The implementation of the Labour Contract Law tomorrow will be both a challenge to and a tremendous opportunity for the All China Federation of Trade Unions (ACFTU) to start acting as an authentic representative of and advocate for labour.
 
The law provides the ACFTU with the legislative tools it needs to negotiate genuine and meaningful collective contacts with management at the factory level. If however the ACFTU does not utilize this opportunity, China Labour Bulletin believes workers in China will sooner or later find ways to organize an effective counterforce to management on their own terms.
 
CLB today publishes the second in our two-yearly series of research reports on the state of the workers' movement in China. The report documents the development of the labour movement from 2005 to 2006 and its increasing importance in Chinese society.

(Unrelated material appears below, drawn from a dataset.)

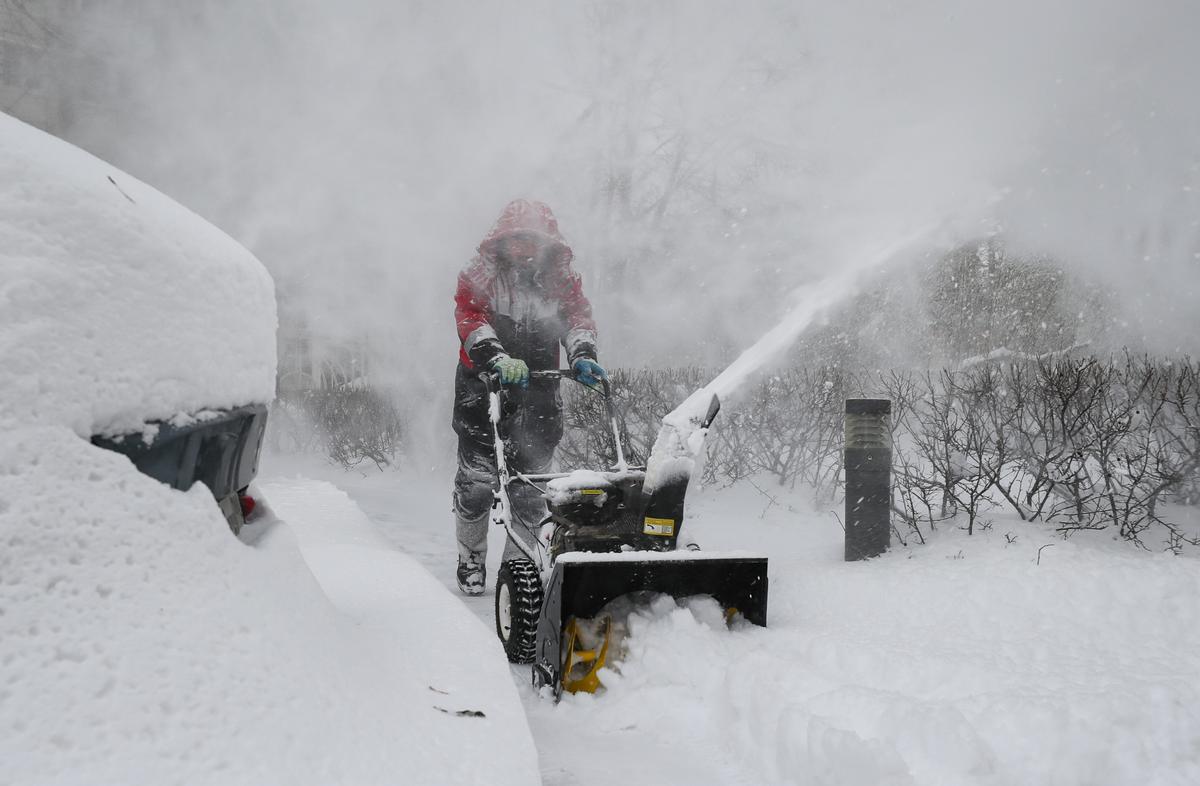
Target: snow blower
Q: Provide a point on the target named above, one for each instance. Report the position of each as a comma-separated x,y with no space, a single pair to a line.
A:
606,534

It concludes that while the movement may still be fragmented and disorganized, migrant workers, laid off workers and those still employed in former state-owned enterprises (SOEs) now share the same experiences and suffer the same injustices. Workers in China increasingly share a common interest and face a common adversary. Indeed, the situation in China today is analogous to the pre-unionized period in Western industrialized countries where workers were routinely exploited by industrialists and factory owners. The trade union movement grew as a response to that exploitation. The challenge for the ACFTU now is either to join China's growing workers' movement or to remain on the sidelines – an increasing irrelevance to the real issues.
 
CLB's 56 page English language report outlines the economic, legislative and social background to the workers' movement in 2005 and 2006, and examines in detail the worker protests that occurred in this period. It looks at both the "privatization disputes" that arose during the process of and after the restructuring of SOEs, and also the more general labour disputes that occurred, primarily in the private sector, in response to specific and widespread violations of labour rights such as non-payment of wages. It examines the government's twin-track response to these protests - of conciliation in some cases and repression in others, and pays particular attention to the ACFTU and its effectiveness in protecting workers' rights. The report examines the official union's role in drafting and promoting labour legislation, the actions it has taken to lessen the burden of migrant workers and those laid-off from SOEs, and its attempts to organize workers into basic-level unions. Finally, the report discusses the systemic problems that have thus far prevented the ACFTU from making a real difference in workers' lives.
 
The report is based on documents issued by the Communist Party, the government and the ACFTU, statements of government and union officials, academic articles, official statistics, domestic media reports and the notes recorded from CLB telephone interviews. It is intended to serve as a convenient, one-stop reference source on the major issues and concerns of the Chinese labour movement during 2005-06.